After noting that both the residents and the corporation claim ownership to the contested land, Environment and Land court judge Esther Asati ordered the parties to maintain a status quo.

“Each of parties claims to have relied on a surveyor’s report to support their respective contentions. It is important, in the circumstances of the case, to preserve the status quo ante pending hearing and determination of the suit,” Justice Asati ruled. 

The residents, including the Board of Management of Kisian Primary School, Trustees of Lela Christian Church of Africa and Registered members of Central Kisumu CBO, sued on behalf of Korando Community.

Blocking public roads

In the second case, the Karateng’ Community in Kisumu West sued Kenya Railways accusing the corporation of blocking public roads specifically, Lela-Aboge, Lela-Holo, Lela-Sunga and Lela-Eluhobe roads without any consultations.

Justice Asati noted that the residents have title to the land which they believe Kenya Railways was fencing.

The corporation did not deny fencing the land that would blocks certain roads, the residents have been using for a long time. 

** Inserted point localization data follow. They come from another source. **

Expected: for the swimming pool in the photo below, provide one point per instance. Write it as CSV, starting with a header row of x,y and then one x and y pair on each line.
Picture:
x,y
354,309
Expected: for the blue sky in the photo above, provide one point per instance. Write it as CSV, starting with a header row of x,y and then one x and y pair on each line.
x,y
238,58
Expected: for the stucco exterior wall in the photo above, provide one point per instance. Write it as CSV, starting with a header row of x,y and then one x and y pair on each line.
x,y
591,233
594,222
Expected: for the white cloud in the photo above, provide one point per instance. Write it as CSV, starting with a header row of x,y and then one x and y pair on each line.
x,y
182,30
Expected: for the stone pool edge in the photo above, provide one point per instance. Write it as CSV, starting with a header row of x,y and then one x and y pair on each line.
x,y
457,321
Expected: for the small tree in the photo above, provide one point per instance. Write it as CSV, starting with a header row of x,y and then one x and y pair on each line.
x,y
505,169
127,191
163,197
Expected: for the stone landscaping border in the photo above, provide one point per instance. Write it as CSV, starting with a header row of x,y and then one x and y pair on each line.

The residents informed the court that the state corporation started fencing the land in December last year.

Through lawyer Kenneth Amondi, the residents submitted that Kenya Railways fenced off the access roads on the erroneous assumption that the same fell within the railway reserve. 

The Karando community said if not stopped the right to education of the children of and students within are who attend Kisian Primary and Secondary Schools, would be curtailed.

Registered land owner

Mr Amondi argued that Article 48 of the constitution places an obligation on the state to ensure access to justice for all persons. 

However, Kenya Railways said the residents failed to notify the Managing Director as required by section 87 of the Kenya Railways Act.

The said Act states that any action or legal proceedings can only be commenced against the corporation after one month notice has been sent to the Managing Director of the intention to sue.

The corporation further argued that it was the registered owner of the land referred to as Lela Railway Station. 

The court heard that in order to implement the East African Railway Master Plan, KRC commenced the exercise of securing its lawfully acquired and registered parcels of land countrywide by fencing them off.